Residence orders and contact orders have now been replaced with child arrangement orders. If you already have a residence order, there’s no need to re-apply.
The child arrangements order replaces both the old residence order and contact order (which detailed the contact that would take place with the non-resident parent).
For those who already have a residence order, there is no need to reapply for a child arrangements order.
There are many reasons to change a residence order. Maybe the children’s school is now closer to the non-resident parent and living there would shorten their daily commute. In addition, the children may want to live with the other parent for a variety of reasons, such as new siblings or a new partner.
Alternatively, the non-resident parent may be worried that the resident parent is no longer able to look after the children properly.
People have their own personal reasons to change a residence order.
However, before going to court to ask a judge to change a residence order, it’s usually best to discuss the child arrangements with the other parent, to see if you can come to an agreement between yourselves. A solicitor can advise and help you with this, especially if communication is difficult between you and the other parent.
Whatever your reasons to change a residence order, if you cannot reach an agreement between yourselves, attending mediation may help you to find a solution without going to court. Applying to a judge to change a residence order can be expensive and time-consuming.
If you both reach an agreement, it may be possible to make any changes legally binding, by asking your solicitor to draft a consent order for the court to approve. Unless the changes to a residence order are made legally binding, you will not be able to enforce the changes in the future.
If you and the other parent are unable to reach an agreement, you should speak to a solicitor about whether it may be possible to make an application to vary the existing residence order.
If you ask a judge to decide how to change a residence order, Cafcass (Children and Family Court Advisory & Support Service) will normally be asked to prepare a report, which will include the children’s desires. Cafcass will then make recommendations to the court.
If you are worried that the children are at risk of harm, it’s important to act quickly and seek advice from a solicitor. In this instance, it may be possible to file an urgent application to suspend contact, pending investigation.
The welfare and needs of the child will always be paramount when a judge is considering changing a residence order.
If you want to change a residence order and the other parent agrees, you can apply to make these changes into a legally binding consent order.

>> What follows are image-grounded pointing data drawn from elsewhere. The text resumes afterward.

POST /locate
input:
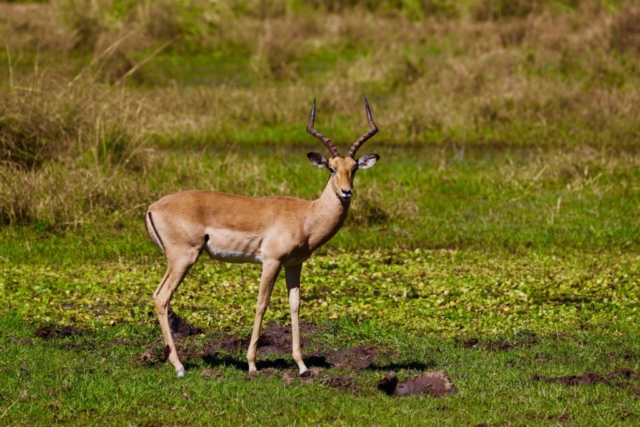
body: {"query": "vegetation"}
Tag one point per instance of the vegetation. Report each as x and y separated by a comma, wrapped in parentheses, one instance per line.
(505, 208)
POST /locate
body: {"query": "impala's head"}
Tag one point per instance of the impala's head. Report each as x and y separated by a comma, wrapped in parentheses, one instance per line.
(342, 168)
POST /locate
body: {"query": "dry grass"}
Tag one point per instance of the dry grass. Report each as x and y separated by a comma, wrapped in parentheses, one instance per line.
(86, 90)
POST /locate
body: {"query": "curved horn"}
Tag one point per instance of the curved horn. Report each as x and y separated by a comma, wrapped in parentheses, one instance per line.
(326, 141)
(373, 129)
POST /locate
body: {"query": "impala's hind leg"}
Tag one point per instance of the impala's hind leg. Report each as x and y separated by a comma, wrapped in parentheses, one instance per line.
(176, 271)
(270, 270)
(292, 275)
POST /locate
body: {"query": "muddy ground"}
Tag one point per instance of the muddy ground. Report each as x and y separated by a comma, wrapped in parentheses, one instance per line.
(337, 368)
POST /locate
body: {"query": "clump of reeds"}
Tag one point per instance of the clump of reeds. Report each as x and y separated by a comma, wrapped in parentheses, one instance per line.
(68, 150)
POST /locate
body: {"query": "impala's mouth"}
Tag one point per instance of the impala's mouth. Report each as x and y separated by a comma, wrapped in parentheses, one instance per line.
(346, 195)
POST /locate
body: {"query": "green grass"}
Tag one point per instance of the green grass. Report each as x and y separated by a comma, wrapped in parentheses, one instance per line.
(87, 379)
(505, 206)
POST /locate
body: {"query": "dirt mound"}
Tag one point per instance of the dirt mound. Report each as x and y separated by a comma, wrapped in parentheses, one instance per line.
(277, 339)
(360, 357)
(54, 331)
(180, 328)
(435, 383)
(337, 381)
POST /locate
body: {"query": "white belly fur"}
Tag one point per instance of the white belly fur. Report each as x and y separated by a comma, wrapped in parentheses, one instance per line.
(231, 256)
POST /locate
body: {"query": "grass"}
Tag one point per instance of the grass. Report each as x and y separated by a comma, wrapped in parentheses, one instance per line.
(505, 207)
(80, 380)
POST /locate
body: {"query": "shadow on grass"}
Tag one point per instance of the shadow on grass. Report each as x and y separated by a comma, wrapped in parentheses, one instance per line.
(319, 361)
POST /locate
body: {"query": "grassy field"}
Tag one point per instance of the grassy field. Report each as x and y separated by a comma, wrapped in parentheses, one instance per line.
(497, 239)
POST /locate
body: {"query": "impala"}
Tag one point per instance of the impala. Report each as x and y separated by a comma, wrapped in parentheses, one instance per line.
(275, 231)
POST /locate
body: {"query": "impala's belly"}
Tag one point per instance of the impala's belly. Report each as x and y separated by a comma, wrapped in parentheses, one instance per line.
(228, 246)
(232, 256)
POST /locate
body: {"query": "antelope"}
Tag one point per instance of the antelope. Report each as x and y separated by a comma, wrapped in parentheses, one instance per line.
(273, 231)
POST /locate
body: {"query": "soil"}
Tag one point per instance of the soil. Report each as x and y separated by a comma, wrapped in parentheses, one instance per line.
(53, 331)
(180, 328)
(221, 350)
(360, 357)
(435, 383)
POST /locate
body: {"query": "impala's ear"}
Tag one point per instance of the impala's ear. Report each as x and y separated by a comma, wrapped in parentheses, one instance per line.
(368, 160)
(318, 160)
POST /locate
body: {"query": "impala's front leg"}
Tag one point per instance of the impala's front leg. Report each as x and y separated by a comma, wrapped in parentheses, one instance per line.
(270, 270)
(292, 274)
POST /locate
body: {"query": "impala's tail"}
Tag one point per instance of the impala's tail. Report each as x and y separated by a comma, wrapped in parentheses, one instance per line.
(153, 233)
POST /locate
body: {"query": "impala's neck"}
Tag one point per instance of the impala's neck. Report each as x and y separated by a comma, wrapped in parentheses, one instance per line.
(326, 217)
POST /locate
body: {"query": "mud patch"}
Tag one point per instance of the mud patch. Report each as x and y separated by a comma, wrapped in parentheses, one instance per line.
(277, 339)
(360, 357)
(180, 328)
(337, 381)
(470, 343)
(53, 331)
(435, 384)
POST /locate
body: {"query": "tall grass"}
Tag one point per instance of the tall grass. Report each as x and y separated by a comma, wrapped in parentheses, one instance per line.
(90, 124)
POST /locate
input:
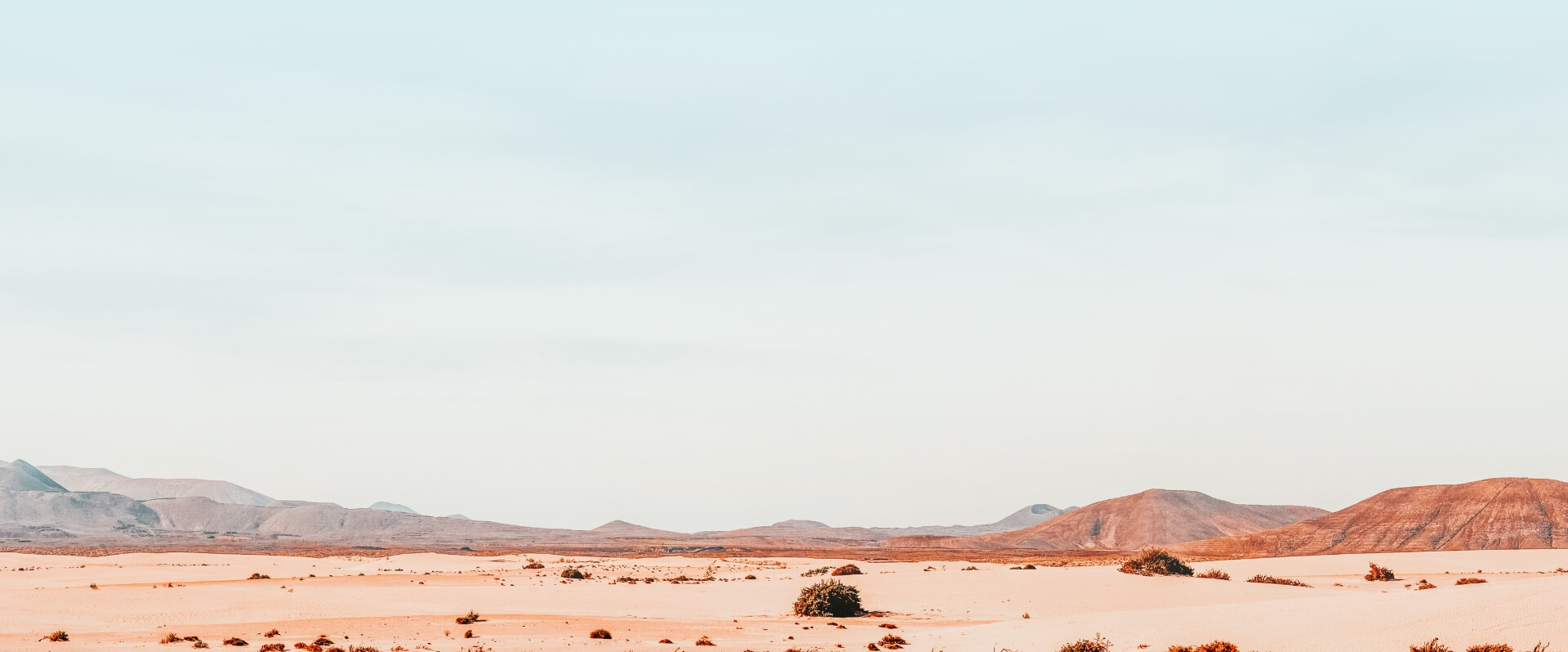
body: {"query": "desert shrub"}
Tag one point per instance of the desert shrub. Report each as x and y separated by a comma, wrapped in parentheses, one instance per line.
(1156, 561)
(1211, 646)
(1276, 580)
(891, 641)
(1098, 645)
(1379, 574)
(828, 597)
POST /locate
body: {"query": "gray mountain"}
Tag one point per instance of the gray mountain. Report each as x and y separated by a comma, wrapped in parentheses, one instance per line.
(78, 479)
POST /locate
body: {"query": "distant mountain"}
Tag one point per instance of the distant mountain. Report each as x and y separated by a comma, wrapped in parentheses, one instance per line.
(623, 529)
(1487, 515)
(1153, 517)
(1024, 517)
(78, 479)
(24, 477)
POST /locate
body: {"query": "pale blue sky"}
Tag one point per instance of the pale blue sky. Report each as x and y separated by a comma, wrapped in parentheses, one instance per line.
(717, 266)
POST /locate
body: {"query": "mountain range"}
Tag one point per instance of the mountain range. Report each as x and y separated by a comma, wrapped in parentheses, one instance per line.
(60, 507)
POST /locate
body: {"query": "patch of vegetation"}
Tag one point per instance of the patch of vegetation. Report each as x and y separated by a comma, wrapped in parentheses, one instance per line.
(1276, 580)
(1211, 646)
(1156, 561)
(1098, 645)
(1379, 574)
(830, 599)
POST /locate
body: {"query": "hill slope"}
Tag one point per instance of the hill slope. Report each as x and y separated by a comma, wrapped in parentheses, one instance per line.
(78, 479)
(1153, 517)
(1487, 515)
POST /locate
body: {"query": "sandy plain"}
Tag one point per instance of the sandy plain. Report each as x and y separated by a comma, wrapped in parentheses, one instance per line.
(412, 602)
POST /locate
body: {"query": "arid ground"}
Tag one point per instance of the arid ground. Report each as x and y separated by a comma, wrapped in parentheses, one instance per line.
(412, 601)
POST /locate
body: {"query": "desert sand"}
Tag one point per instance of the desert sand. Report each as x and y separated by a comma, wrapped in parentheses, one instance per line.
(412, 601)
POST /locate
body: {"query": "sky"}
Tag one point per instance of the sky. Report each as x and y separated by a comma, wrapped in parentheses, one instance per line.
(712, 266)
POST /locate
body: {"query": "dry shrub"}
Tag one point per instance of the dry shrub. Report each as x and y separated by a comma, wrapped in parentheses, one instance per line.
(830, 599)
(1098, 645)
(1211, 646)
(891, 641)
(1156, 561)
(1276, 580)
(1379, 574)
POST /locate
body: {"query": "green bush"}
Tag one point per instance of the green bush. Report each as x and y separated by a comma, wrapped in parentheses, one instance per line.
(1156, 561)
(828, 597)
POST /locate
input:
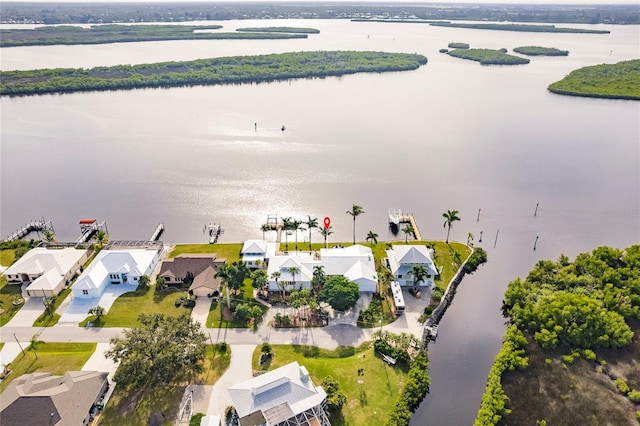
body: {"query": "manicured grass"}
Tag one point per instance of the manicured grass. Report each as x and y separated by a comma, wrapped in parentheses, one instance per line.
(369, 402)
(133, 407)
(7, 293)
(127, 308)
(55, 358)
(230, 252)
(45, 320)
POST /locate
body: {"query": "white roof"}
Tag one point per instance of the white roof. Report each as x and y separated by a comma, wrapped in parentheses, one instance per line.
(40, 260)
(278, 394)
(254, 246)
(134, 262)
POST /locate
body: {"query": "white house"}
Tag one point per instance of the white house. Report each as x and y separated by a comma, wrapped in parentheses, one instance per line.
(115, 267)
(284, 396)
(46, 270)
(401, 258)
(254, 253)
(355, 262)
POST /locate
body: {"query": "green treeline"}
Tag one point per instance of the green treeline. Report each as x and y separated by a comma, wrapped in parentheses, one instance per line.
(100, 34)
(579, 307)
(489, 56)
(238, 69)
(294, 30)
(520, 27)
(617, 81)
(540, 51)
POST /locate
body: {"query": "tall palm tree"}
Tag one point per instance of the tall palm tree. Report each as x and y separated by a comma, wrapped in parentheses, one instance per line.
(325, 233)
(408, 230)
(275, 275)
(265, 228)
(450, 216)
(311, 222)
(293, 270)
(419, 273)
(287, 223)
(355, 211)
(372, 237)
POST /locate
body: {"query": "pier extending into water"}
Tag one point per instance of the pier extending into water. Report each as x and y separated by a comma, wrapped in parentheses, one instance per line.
(40, 225)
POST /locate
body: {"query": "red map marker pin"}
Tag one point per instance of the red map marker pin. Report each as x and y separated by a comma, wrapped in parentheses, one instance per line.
(327, 222)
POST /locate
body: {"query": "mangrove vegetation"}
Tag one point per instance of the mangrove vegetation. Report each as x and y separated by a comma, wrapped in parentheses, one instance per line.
(489, 56)
(101, 34)
(540, 51)
(521, 27)
(570, 344)
(227, 70)
(616, 81)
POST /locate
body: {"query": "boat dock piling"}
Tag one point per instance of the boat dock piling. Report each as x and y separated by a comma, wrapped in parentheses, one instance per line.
(158, 231)
(40, 225)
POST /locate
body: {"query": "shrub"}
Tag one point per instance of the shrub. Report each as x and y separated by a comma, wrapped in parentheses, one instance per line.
(622, 386)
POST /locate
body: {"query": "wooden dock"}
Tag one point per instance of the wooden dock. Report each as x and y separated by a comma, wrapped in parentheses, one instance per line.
(158, 231)
(408, 218)
(33, 226)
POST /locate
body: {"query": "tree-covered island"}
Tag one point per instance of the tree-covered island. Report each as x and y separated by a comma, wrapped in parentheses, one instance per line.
(239, 69)
(540, 51)
(101, 34)
(489, 56)
(571, 353)
(615, 81)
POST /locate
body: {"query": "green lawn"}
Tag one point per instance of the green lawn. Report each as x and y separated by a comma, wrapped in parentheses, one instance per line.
(230, 252)
(127, 308)
(134, 406)
(55, 358)
(369, 402)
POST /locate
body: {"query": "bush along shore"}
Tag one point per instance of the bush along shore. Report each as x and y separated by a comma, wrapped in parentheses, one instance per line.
(615, 81)
(228, 70)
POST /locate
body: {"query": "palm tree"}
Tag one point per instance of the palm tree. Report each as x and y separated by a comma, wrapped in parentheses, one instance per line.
(265, 228)
(450, 216)
(372, 237)
(419, 273)
(355, 212)
(408, 230)
(297, 226)
(275, 275)
(287, 223)
(293, 270)
(312, 222)
(325, 233)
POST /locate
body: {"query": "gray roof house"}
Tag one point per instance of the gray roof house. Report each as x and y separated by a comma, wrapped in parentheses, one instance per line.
(282, 397)
(401, 258)
(43, 399)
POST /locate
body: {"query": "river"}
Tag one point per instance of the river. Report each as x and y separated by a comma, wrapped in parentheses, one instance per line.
(450, 135)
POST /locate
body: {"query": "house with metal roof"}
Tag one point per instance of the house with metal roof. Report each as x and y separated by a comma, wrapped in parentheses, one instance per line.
(285, 396)
(196, 269)
(401, 258)
(121, 267)
(43, 399)
(46, 270)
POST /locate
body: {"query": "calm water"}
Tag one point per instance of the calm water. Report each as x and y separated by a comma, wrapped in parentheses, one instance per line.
(451, 135)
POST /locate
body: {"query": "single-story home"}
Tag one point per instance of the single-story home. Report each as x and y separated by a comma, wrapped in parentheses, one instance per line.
(355, 262)
(196, 269)
(43, 399)
(284, 396)
(254, 253)
(46, 270)
(401, 258)
(123, 267)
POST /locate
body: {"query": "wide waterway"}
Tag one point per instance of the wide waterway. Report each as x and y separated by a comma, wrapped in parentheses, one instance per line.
(451, 135)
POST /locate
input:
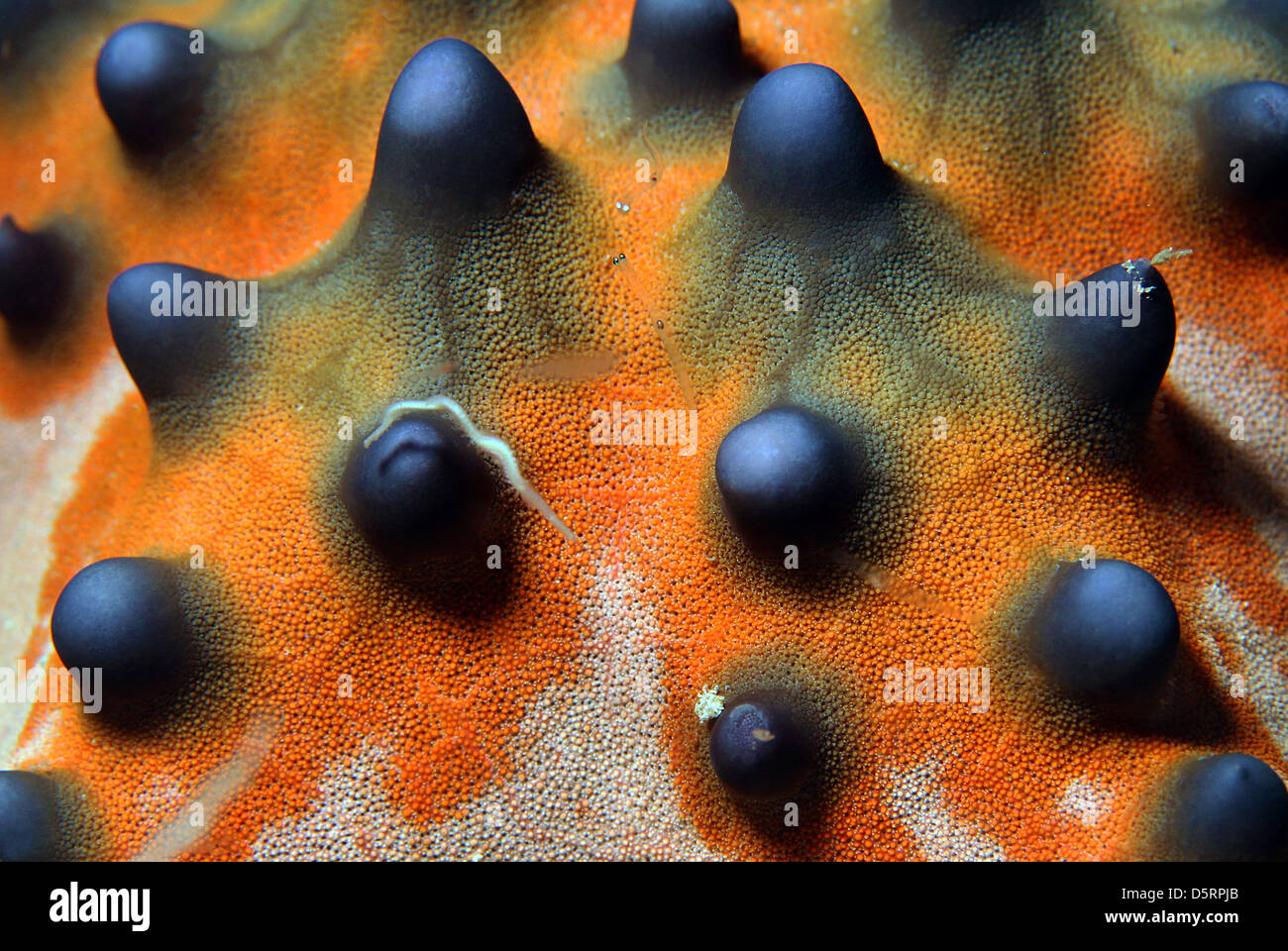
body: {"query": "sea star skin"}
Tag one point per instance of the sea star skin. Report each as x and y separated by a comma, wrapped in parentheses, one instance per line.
(343, 706)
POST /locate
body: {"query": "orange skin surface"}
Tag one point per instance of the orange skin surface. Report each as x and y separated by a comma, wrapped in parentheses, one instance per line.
(308, 635)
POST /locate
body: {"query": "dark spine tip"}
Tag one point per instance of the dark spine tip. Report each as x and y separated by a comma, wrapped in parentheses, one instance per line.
(761, 748)
(35, 276)
(787, 476)
(455, 138)
(170, 324)
(803, 146)
(682, 48)
(1229, 808)
(153, 85)
(29, 817)
(1106, 634)
(1117, 343)
(1247, 124)
(123, 616)
(420, 491)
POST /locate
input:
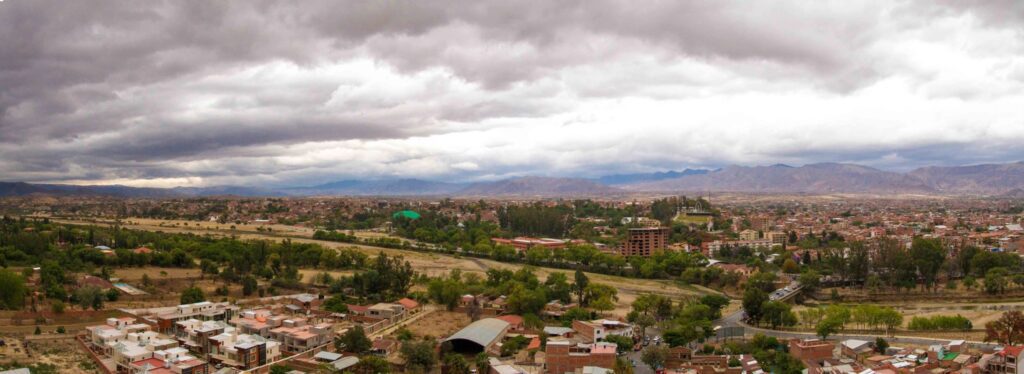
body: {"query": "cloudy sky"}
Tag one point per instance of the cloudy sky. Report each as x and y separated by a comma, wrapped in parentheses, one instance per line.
(286, 93)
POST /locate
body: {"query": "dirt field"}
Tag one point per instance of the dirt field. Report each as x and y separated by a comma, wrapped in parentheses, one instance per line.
(438, 324)
(429, 263)
(979, 314)
(66, 355)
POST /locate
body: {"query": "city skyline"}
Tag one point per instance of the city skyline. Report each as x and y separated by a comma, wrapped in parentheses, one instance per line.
(244, 93)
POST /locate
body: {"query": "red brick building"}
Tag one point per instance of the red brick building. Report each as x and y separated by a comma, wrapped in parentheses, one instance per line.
(811, 349)
(564, 357)
(644, 241)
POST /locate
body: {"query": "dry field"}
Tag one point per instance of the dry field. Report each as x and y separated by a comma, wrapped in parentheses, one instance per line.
(979, 314)
(66, 355)
(439, 324)
(429, 263)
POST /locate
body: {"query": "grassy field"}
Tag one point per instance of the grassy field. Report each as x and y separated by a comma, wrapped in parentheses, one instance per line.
(429, 263)
(438, 324)
(979, 314)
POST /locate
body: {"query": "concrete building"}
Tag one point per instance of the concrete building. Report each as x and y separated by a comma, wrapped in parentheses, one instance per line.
(204, 310)
(173, 361)
(1007, 361)
(749, 235)
(593, 331)
(195, 334)
(563, 357)
(644, 241)
(244, 350)
(811, 349)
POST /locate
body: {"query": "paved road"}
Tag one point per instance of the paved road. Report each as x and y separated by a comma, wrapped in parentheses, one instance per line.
(736, 319)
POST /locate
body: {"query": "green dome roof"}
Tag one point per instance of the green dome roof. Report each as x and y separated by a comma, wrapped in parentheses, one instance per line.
(407, 214)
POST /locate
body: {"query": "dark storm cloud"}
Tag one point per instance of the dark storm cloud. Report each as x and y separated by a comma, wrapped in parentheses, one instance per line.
(163, 89)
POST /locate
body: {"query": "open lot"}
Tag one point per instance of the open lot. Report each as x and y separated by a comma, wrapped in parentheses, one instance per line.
(438, 324)
(429, 263)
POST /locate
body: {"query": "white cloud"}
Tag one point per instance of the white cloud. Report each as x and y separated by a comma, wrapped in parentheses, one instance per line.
(252, 96)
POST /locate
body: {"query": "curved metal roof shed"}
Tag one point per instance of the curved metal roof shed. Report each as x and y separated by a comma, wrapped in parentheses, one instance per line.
(478, 336)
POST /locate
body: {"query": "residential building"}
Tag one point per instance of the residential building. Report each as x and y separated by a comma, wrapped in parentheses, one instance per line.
(1007, 361)
(645, 241)
(811, 349)
(244, 350)
(564, 357)
(749, 235)
(166, 321)
(593, 331)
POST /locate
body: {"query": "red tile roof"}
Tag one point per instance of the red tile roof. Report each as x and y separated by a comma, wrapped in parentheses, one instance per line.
(511, 319)
(1014, 350)
(409, 303)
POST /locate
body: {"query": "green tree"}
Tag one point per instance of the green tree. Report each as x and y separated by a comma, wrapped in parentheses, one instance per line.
(372, 365)
(482, 362)
(995, 280)
(928, 256)
(193, 295)
(113, 294)
(353, 340)
(419, 355)
(970, 283)
(57, 306)
(336, 303)
(580, 286)
(14, 291)
(456, 364)
(810, 280)
(790, 266)
(881, 345)
(654, 356)
(754, 300)
(827, 327)
(249, 285)
(778, 314)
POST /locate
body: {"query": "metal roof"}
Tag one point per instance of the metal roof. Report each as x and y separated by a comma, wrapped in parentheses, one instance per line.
(345, 363)
(482, 332)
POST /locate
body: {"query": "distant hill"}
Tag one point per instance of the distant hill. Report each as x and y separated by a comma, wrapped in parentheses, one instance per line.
(985, 178)
(619, 179)
(23, 189)
(539, 185)
(989, 179)
(814, 178)
(381, 188)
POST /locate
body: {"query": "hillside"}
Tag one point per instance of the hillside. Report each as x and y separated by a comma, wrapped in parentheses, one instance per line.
(986, 178)
(539, 185)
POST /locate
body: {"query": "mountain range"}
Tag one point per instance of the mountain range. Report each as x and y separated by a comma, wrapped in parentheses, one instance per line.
(988, 179)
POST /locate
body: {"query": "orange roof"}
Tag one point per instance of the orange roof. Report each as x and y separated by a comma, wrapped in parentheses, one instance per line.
(408, 302)
(156, 363)
(534, 344)
(1014, 350)
(511, 319)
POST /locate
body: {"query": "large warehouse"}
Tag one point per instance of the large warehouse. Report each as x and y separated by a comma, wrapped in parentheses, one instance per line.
(478, 336)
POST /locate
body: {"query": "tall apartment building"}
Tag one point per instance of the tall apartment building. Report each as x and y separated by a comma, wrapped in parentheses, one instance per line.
(644, 241)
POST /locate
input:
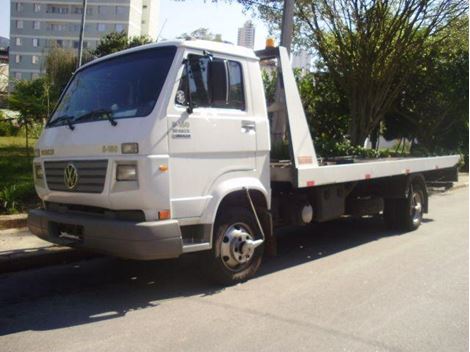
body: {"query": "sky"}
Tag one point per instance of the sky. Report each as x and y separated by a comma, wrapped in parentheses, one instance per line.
(177, 17)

If the other parent does not agree, you will have to apply to the court to ask a judge to decide how to change the residence order.
Whatever your reasons to change a residence order, it’s always best to seek legal advice before taking action.
A residence order is a court order which names the person with whom the child will live. You may want to apply for a court order of this kind following the breakdown of your relationship with the other parent.
A residence order, or more recently the child arrangements order, is not obligatory. Many parents are able to come to an arrangement about who the child will live with and the contact they will have with the other parent, between themselves. This is known as a ‘family-based arrangement’. If this is not possible, it may be necessary to apply for a court order.
Either parent, or anyone with parental responsibility, can apply for a residence order. Anyone else will need to get permission from the court before applying for one.
Grandparents would have to obtain permission from the courts before applying for a residence order.
It is highly recommended that you seek legal advice from an experienced family solicitor, such as Austin Kemp, before applying for a residence order.
Normally, you will need to attend a mediation information meeting before you can apply for a residence order. In some instances this may not be necessary, such as if there has been domestic abuse.
A residence order can be made for a specified amount of time. It will normally not last beyond a child’s 16th birthday. However, in exceptional circumstances, a residence order may be extended until the child reaches 18 years old.
As we touched on above, applying for a residence order is not necessary in all instances.
If you and the other parent are unable to come to an arrangement between yourselves, you could get help to reach an agreement. For example, you could both attend mediation, where an independent third party, known as a mediator, will aid discussions between you and the other parent, with the aim of reaching an agreement.
Alternatively, you could use collaborative law, where you, the other parent and your respective solicitors, meet to discuss child arrangements.